Friday 12 February 2010

music, planets and secret messages

My head is all a-buzz this morning with thoughts and ideas. There are a several reasons for this, the first being the news that "Google has deleted at least six popular music blogs". I don't want to argue the rights or wrongs of illegal file sharing, that is not why my head is buzzing. Rather, it is that the struggle between of the music industry and the pirates, all riding the waves of the Web, seems to me a struggle that will be of great importance to future scholars trying to work out what happened in the 21st Century to produce the business models of the 25th. Google's actions here could amount to someone burning Amatino Manucci's Summa de Arithmetica.

The second reason is we're just back from "Digital Preservation - The Planets Way", a three day workshop in London put together by the lovely and talented people on the Planets Project. Just looking at the programme you'll see what a treat it was and there are some great things that have come out of the project - including the Plato preservation planning tool, which provides a guided (albeit manual) workflow to build preservation plans for digital objects; and the Testbed, which is a Web-based "Lab" in which you can test preservation actions and record and evaluate the results prior to running those actions locally. Both provide a useful audit trail and hopefully protect a beleaguered digital preservationist from trouble should they find they've been using the equivalent of acid-paper some time in the future - because they can show the actions they took were the best available to them at the time.

Most interesting for me (as a developer) was the Interoperability Framework, which seems to promise simple integrated access to preservation tools and so my head is buzzing with the thoughts of how we might use it. Mind you, I've not delved deeper yet, but I'll let you know what we find out!

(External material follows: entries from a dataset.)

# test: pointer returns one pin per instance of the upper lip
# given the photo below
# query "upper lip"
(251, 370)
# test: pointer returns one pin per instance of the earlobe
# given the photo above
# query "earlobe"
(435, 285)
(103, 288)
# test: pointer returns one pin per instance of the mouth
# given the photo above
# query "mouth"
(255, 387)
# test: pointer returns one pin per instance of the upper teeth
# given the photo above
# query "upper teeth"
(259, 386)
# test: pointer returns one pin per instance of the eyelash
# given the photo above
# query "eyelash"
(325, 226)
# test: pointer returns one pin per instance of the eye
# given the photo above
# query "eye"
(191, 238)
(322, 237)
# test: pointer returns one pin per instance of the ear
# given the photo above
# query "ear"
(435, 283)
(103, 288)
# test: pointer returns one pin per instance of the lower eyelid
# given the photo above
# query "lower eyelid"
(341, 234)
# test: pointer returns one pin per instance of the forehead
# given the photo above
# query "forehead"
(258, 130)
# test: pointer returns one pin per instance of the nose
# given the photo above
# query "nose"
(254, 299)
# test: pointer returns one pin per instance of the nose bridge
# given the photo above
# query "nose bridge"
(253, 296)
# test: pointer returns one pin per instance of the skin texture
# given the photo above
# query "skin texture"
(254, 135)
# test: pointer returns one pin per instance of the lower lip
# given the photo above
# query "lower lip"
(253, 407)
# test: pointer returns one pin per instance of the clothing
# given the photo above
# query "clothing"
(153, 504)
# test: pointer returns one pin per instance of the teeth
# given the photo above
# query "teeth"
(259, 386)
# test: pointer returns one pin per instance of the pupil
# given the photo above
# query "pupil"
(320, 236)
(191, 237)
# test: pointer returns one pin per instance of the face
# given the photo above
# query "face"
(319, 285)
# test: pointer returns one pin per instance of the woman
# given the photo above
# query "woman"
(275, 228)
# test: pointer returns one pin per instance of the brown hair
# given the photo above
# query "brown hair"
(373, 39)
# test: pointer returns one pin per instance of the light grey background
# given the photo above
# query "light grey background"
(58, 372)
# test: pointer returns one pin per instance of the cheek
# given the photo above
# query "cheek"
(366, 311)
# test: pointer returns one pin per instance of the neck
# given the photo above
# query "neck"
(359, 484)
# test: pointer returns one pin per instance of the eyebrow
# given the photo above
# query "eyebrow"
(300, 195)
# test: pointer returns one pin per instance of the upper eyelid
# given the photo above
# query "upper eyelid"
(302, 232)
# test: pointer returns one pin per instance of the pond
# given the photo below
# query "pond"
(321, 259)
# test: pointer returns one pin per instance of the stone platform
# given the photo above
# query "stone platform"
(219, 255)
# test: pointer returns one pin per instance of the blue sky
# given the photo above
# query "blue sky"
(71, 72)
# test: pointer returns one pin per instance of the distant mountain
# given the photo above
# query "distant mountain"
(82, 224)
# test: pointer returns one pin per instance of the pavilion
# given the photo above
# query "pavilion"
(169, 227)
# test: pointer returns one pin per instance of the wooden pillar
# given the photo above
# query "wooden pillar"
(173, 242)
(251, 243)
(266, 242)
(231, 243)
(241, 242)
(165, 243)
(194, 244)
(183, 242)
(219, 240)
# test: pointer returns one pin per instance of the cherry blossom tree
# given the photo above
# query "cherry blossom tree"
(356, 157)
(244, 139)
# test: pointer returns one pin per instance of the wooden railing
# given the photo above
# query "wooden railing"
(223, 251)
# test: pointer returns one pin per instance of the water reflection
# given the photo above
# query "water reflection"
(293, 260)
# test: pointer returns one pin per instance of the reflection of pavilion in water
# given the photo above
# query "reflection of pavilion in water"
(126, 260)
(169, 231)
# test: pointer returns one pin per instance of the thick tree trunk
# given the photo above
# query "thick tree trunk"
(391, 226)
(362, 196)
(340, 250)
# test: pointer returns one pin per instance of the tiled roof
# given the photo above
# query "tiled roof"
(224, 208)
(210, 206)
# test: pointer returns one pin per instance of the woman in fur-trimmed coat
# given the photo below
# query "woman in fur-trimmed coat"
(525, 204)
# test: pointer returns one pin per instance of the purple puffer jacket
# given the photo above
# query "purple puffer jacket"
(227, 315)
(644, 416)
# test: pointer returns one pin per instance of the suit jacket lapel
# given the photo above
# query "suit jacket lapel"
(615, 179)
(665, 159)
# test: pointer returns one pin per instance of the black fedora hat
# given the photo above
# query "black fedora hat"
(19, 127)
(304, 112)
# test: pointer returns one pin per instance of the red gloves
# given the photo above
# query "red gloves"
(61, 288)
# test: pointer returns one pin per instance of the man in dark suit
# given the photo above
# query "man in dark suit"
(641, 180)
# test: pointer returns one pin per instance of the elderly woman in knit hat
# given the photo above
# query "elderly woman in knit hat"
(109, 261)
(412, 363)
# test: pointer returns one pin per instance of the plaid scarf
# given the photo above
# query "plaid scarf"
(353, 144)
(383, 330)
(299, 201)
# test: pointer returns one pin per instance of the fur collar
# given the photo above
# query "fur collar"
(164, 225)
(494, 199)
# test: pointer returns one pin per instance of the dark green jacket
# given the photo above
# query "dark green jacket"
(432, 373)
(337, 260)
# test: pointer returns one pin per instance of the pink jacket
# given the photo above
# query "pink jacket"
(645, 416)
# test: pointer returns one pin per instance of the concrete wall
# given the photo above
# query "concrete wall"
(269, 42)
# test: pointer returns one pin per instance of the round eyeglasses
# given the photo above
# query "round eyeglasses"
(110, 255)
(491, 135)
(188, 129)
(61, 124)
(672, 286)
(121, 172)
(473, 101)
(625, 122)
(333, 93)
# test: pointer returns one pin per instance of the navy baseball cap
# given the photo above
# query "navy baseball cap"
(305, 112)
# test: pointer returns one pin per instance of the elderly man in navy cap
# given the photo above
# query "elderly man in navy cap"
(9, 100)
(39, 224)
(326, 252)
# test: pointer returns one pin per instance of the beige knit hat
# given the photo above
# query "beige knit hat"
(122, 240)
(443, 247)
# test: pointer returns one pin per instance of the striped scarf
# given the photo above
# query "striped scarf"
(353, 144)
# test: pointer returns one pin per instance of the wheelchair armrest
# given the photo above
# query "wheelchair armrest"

Finally, on the train home, I bought a copy of Linux Magazine mostly because the cover announced an article on steganography. Earlier that day we'd been trying out image migrations in the Planets TestBed and I didn't recall seeing any of the characterization tools pointing out (or having a space for) detection of secret messages, although such tools exist (the article suggested they might not work or lead to false positives however). Wikipedia lists some futher paths to follow and this morning I found a report from a conference in 2004 that mentions steganalysis and archives. I guess our forensics machine might have tools to find this sort of thing too.

All of which left the final buzz in my head - I didn't know what migration might do to such messages - say embedding a poem inside a BMP file and then migrating that BMP to TIFF (and then back to a BMP) and seeing if the message is still there. If ever there was a time to try out the Testbed, this would be it! So I'm off to see if the group logins still work! :-)

Addendum:

The login still worked, so I conducted four experiments.

Firstly, I converted this BMP (blogspot has migrated it to a JPG on upload, though it still has its original filename!) to a TIFF and noted that none of the "compare" tools noticed anything odd about the BMP, in spite of the secret poem contained therein and steghide would no longer work as it doesn't support TIFFs.

Secondly, I converted the TIFF back to a BMP (using the same migration tool - GIMP in this instance). Perhaps if you know more about the innards of image formats it will come as no surprise, but I was surprised to discover that migrating back to BMP restored the original hidden message. (Interestingly, doing the same thing on the command line with ImageMagick - BMP->JPG JPG->BMP returned a BMP of identical size to the source, but the hidden message was lost).

Finally I converted the BMP to a JPG (twice - the first migration had some dubious default settings for quality of the resulting JPG) and tried steghide on the results. Unsurprisingly the message was again lost. This is nothing new - you have to decide which characteristics of an object you want to keep and which are OK to lose on migration and a stenographic message is probably just one of those characteristics - albeit a rare one!

This was just a brief moment spent with the Testbed and I rushed through the tests really, but it was pretty interesting. True, I could've probably conducted these experiments faster on the command line using any number of image manipulation tools, but then I would not have a record of my work. Using the Testbed forced me to document the experiment rather than just bash out a few commands and leap to a conclusion and any results I have, should, in theory make their way to the "community".

Finally, if you want to know what the poem is, the passphrase is "boat" and the original image is available here. (You might want steghide too).

3 comments:

Unknown said...

Sounds like you might want to keep an eye on http://planets-suite.sourceforge.net/ over the next six months or so. Also, if you drop the Testbed Helpdesk a line, we should be able to sort you out with a proper login.

Seth said...

It makes perfect sense that the BMP/TIFF round-trip would work and the BMP/JPEG one does not. The BMP->TIFF (and back) conversion works on a pixel to pixel basis as does steghide. So long as there are no issues with conflicting pixel bit-depths or color-spaces you should be able to get exact transformations back and forth. However, the JPeg conversion process breaks the BMP into pixel blocks before performing one of three compression methods; two of which are lossy (see http://blogs.msdn.com/devdev/archive/2006/04/12/575384.aspx). With the first two methods there is no way to get each pixel back exactly as it was; which is a requirement for preserving the steghide message. The lossless JPeg method, which is typically not the default option, will likely retain the message through the round-trip but I would test that hypothesis before being confident.

pixelatedpete said...

Lovelycode - don't worry! I'll be checking out the sourceforge site quite often! :-)

Thanks Seth for the useful explanation! ImageMagick's own documentation recommends not to use lossless JPeg conversion... Interesting!